It’s been some twenty years or more since I went sport fishing. Back then, you could still use barbed hooks. That’s right, when you hooked into a fish with your 15-20 pound test line, you stopped the boat and played the fish, sometimes for up to 45 minutes.
I recently went to Port Alberni (the real fishing capital) to try my hand at getting some sockeye. On the way out at 5 a.m. I watched the “commercial sportfishing fleet” head out. I made the comment to my buddy that he had forgotten his landing net. “We don’t use a net,” he says, “we don’t even take the boat out of gear when we get a fish on the line. We use 40 pound test line, wind like hell till it’s up to the boat, grab the flasher and flip it into the boat.”

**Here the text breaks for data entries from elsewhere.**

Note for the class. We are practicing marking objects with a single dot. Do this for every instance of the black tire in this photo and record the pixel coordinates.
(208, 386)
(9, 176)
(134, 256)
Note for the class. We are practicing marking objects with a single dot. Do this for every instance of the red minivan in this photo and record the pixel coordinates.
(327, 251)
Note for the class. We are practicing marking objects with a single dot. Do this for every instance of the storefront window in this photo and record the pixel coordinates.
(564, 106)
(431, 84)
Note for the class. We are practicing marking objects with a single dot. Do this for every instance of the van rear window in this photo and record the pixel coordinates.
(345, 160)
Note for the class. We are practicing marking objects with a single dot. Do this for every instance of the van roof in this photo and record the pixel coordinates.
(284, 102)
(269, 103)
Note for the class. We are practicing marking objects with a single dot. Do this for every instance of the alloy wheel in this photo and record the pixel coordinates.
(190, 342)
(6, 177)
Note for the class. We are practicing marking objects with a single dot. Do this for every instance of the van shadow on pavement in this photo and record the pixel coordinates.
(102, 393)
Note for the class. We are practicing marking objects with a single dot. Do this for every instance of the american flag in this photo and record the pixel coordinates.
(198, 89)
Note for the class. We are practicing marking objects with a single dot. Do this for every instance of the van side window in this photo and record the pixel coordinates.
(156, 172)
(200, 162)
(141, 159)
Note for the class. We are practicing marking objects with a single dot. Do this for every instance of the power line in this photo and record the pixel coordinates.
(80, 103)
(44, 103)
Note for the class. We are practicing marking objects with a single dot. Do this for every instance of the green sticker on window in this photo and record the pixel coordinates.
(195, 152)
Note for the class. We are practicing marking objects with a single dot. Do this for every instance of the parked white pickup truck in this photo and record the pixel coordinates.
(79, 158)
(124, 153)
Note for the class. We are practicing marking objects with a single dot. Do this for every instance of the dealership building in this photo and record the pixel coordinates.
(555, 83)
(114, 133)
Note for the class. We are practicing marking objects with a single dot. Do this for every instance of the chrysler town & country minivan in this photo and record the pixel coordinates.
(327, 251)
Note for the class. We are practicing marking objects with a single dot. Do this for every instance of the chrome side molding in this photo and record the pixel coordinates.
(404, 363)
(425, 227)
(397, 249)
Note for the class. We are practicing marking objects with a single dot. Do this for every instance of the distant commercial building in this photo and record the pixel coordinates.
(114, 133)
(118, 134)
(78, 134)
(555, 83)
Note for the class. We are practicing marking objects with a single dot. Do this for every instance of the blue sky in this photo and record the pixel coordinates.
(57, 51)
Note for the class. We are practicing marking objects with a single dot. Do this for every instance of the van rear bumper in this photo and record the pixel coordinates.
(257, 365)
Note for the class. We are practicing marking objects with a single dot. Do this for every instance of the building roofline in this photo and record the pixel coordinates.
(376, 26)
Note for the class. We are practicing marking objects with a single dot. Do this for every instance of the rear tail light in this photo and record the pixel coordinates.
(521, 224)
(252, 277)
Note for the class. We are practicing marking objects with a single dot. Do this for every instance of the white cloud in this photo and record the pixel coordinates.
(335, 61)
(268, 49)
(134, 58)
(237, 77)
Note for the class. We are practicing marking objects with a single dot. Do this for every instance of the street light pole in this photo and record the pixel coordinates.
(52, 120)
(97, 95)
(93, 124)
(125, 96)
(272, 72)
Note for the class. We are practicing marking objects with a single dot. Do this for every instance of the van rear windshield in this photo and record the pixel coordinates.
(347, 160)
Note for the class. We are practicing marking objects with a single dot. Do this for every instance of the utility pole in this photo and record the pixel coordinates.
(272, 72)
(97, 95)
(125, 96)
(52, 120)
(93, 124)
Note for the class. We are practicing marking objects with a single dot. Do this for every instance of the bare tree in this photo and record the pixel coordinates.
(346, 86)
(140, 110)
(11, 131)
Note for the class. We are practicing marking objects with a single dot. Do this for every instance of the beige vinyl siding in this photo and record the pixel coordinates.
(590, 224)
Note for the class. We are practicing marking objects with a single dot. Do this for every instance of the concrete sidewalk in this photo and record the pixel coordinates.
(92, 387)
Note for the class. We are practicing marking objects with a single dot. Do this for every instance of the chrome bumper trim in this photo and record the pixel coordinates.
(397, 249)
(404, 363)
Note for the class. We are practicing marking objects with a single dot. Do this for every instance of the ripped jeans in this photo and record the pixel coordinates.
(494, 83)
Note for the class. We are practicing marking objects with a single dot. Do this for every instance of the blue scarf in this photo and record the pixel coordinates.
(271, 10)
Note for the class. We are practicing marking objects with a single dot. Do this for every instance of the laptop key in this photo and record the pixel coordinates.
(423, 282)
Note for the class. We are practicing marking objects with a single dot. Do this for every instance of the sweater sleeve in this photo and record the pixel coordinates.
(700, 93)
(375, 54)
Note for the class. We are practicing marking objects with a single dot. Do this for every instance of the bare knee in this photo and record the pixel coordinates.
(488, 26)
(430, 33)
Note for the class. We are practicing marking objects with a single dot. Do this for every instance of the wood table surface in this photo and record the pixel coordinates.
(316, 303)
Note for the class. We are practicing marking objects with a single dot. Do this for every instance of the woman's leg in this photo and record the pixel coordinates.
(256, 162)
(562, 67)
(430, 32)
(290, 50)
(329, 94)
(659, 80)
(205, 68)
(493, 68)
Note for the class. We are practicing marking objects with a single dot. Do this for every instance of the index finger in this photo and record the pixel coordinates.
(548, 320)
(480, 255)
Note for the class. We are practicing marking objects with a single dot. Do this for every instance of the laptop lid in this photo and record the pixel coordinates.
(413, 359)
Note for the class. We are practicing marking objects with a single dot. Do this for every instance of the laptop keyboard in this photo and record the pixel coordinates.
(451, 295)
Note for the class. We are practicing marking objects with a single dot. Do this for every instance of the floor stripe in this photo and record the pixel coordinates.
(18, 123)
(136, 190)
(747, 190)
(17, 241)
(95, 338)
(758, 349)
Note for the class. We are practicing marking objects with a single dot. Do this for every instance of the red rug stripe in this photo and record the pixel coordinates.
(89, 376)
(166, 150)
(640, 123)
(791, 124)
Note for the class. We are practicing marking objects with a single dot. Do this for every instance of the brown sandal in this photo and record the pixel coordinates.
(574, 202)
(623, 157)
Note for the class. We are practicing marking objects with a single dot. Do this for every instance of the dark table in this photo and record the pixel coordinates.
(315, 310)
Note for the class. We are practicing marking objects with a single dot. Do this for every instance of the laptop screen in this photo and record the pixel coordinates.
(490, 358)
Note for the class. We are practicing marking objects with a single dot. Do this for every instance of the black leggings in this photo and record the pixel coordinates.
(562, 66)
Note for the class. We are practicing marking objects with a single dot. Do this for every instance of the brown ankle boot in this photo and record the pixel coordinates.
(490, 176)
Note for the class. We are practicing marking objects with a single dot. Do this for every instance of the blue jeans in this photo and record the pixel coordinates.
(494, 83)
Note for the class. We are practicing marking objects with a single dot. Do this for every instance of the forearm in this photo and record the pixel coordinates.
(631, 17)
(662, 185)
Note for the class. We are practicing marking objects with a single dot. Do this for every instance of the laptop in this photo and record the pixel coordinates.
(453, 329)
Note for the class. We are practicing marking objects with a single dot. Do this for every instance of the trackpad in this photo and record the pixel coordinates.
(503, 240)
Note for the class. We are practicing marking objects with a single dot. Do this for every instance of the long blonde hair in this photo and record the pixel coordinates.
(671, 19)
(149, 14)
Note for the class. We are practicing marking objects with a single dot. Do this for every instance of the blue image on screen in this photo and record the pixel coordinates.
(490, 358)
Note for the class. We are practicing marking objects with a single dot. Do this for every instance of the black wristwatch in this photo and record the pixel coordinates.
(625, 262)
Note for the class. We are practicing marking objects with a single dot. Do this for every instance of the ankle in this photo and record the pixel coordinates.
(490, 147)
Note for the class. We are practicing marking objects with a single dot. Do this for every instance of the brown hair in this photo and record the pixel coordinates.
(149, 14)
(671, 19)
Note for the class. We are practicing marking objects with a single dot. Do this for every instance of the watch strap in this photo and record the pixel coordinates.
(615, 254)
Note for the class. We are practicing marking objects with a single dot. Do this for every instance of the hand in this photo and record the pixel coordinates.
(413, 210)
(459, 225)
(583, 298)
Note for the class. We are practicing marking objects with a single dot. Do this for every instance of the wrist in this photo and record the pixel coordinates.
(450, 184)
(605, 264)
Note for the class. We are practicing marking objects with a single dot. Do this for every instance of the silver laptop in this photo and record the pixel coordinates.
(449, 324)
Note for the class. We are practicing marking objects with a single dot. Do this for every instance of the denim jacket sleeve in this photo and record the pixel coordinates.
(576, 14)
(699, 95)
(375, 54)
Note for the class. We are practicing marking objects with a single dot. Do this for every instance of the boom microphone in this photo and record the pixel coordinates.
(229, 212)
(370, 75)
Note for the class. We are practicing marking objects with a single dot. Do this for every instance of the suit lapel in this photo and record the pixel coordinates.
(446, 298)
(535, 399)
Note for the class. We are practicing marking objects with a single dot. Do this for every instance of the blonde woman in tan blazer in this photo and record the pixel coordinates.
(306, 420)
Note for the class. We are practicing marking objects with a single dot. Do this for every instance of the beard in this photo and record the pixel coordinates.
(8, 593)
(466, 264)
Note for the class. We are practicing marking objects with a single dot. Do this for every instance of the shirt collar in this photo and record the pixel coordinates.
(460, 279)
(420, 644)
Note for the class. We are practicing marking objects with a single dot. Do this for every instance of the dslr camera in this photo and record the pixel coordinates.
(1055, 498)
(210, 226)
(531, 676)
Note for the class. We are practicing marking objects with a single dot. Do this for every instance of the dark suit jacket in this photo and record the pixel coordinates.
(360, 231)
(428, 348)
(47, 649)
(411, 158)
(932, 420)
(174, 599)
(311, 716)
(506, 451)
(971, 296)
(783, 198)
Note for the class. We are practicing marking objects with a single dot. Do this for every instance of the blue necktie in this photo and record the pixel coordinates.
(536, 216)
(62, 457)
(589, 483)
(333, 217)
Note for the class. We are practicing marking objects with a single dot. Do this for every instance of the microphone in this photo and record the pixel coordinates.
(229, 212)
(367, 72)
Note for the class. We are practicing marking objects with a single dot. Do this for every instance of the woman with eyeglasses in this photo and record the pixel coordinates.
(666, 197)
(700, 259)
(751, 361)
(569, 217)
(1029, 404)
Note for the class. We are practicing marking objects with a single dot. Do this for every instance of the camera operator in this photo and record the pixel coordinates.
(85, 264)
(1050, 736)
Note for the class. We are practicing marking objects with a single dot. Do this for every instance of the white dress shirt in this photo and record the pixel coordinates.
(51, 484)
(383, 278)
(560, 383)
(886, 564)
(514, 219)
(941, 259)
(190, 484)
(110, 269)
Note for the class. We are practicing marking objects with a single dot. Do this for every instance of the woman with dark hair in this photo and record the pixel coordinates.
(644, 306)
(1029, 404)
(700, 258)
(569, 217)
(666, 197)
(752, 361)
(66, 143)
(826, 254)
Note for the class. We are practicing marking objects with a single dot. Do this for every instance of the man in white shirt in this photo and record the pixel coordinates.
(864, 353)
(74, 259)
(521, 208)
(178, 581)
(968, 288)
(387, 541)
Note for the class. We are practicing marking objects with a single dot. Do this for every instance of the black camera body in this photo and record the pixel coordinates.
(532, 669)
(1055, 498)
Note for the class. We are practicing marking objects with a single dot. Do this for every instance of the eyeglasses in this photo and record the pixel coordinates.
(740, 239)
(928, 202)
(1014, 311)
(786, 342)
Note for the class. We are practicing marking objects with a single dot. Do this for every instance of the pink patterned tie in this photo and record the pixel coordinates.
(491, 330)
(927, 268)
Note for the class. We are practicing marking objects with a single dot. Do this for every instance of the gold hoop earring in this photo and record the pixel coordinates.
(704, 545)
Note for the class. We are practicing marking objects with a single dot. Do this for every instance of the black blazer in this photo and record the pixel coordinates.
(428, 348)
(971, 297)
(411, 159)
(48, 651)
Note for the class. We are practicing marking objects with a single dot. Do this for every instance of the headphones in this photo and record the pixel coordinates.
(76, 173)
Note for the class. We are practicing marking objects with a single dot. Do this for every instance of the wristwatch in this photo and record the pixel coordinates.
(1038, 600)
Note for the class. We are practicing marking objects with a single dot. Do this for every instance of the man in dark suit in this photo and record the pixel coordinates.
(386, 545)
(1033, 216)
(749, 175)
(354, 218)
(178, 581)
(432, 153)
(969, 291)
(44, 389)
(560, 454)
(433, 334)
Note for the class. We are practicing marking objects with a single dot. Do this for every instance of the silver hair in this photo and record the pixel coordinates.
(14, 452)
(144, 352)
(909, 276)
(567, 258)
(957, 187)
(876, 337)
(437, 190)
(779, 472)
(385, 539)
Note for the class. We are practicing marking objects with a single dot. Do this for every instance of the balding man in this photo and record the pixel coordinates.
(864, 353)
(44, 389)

“Whoa, wait a minute, am I missing something? Where’s the sport in that?”
“With a barbless hook you can’t give them any slack or they’ll fall off,” he continues. Then he proceeds to tell me he lost 13 the day before – “probably ripped the mouths off them,” he says.
That’s when I realized we weren’t sport fishing – we were meat hunting.
Well, we never caught any fish because the seiners and gillnetters were out the day before I got there. If this is what we call sportfishing you can have it.
Last year, I made a trip to Southern Ontario and had the opportunity to go fishing. We drove to the lake with boat in tow and I could not believe my eyes – a parking lot for your truck and trailer that we can only dream about. A boat launch where you can put in 4-5 boats at once. An L-shaped breakwater with a huge L-shaped dock to pull your boat to after you have launched it. If you happened to be the poor sucker who had to park at the far end of the lot, there is a man with a golf cart to pick you up and give you a ride to your boat. You can catch salmon, lake trout, pickerel and perch. The best part is that you can use a barbed hook! That’s right, when the fish are biting you only use half the fuel so your carbon footprint is cut in half because you can keep the fish on the line.
This little town doesn’t boast to be the fishing capital of anywhere but could show Campbell River a thing or two about fishing facilities.
I know the ramps are free but the parking lots are full of potholes, you need a four-wheel-drive if it’s low tide (including McIvor Lake) and, usually, there’s nowhere to park. I have had better skid roads and log dumps in my day. If you want to be the salmon capital of the world, at the very least supply a decent boat launch and parking area. You would think it would be embarrassing to show this to tourists. You wouldn’t go skiing at Mount Washington if they didn’t have a proper ski lift would you?